Gate from past opens new path to studies
Recently unearthed ruins of a buried Northern Song city reveal a fascinating saga, Wang Kaihao reports.
Probably one of the most famous Chinese landscape paintings, Along the River During the Qingming Festival is synonymous with the prosperous past of Kaifeng.
As portrayed in the milestone Northern Song (960-1127) scroll by Zhang Zeduan, who served at the imperial court, this city in present-day Henan province was then at its zenith.
A booming economy, vibrant culture, and ultimate political status, thanks to its role as the national capital, characterized this metropolis of more than 1 million. However, wars, the sands of time, and frequent inundation by the Yellow River, condemned that flourishing era to history.
Archaeologists have been working to uncover the long-buried stories of Kaifeng, which was also known as Dongjing ("the eastern capital") during the Northern Song period, and the recent study of the surroundings of the ruins of a city gate yielded crucial clues.
As attested to in many historical documents, Jinglong Gate, which translates as "the gate to worship the dragon", was originally set in Kaifeng's inner city wall.
According to the Dongjing Meng Hua Lu (Eastern Capital: A Dream of Splendor), a nostalgic memoir written by Meng Yuanlao around the time when the Northern Song period ended, the square-shaped inner city had a perimeter of about 10 kilometers, and Jinglong Gate was the middle of three gates set in the inner north wall.

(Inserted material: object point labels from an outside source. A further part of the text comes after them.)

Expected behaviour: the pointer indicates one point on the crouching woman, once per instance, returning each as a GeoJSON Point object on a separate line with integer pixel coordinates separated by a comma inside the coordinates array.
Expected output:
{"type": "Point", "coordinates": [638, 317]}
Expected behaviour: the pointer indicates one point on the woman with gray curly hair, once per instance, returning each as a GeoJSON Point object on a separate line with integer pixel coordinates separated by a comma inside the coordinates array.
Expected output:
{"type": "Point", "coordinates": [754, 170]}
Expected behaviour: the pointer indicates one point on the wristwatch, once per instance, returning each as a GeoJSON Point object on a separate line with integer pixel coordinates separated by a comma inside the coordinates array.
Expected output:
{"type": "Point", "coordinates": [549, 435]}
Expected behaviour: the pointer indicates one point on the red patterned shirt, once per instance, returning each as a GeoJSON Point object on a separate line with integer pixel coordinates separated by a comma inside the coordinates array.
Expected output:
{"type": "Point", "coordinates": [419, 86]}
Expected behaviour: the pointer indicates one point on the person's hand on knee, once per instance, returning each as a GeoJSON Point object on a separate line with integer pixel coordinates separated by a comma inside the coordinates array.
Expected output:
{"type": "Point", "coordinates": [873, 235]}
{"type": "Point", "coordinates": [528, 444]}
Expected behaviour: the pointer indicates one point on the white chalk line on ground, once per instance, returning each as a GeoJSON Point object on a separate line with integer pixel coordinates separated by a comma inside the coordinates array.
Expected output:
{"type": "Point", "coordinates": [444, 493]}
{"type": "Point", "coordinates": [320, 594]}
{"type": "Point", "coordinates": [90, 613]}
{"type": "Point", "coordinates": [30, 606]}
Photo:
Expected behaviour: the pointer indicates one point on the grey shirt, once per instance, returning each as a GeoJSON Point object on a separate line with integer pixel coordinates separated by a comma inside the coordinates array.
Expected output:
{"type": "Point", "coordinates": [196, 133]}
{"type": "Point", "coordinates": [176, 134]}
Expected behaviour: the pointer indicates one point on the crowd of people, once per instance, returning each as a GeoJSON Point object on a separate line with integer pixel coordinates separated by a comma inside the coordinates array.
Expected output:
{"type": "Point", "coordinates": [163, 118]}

Beginning last year, researchers from the Henan Provincial Institute of Cultural Heritage and Archaeology and the Kaifeng Institute of Cultural Relics and Archaeology focused on excavating the ruins, unearthing the city gate, whose front facade spans 60 meters, in the process.
This figure is equal to the dimensions of the Meridian Gate, or the southern entry to Beijing's Forbidden City, which visitors can see today.
"Jinglong Gate is the largest and highest-level city gate from the Northern Song period we've excavated so far," Wang Sanying, deputy director of the Kaifeng institute and leader of the project, told a National Cultural Heritage Administration news conference held to publicize the new findings in Beijing on Friday.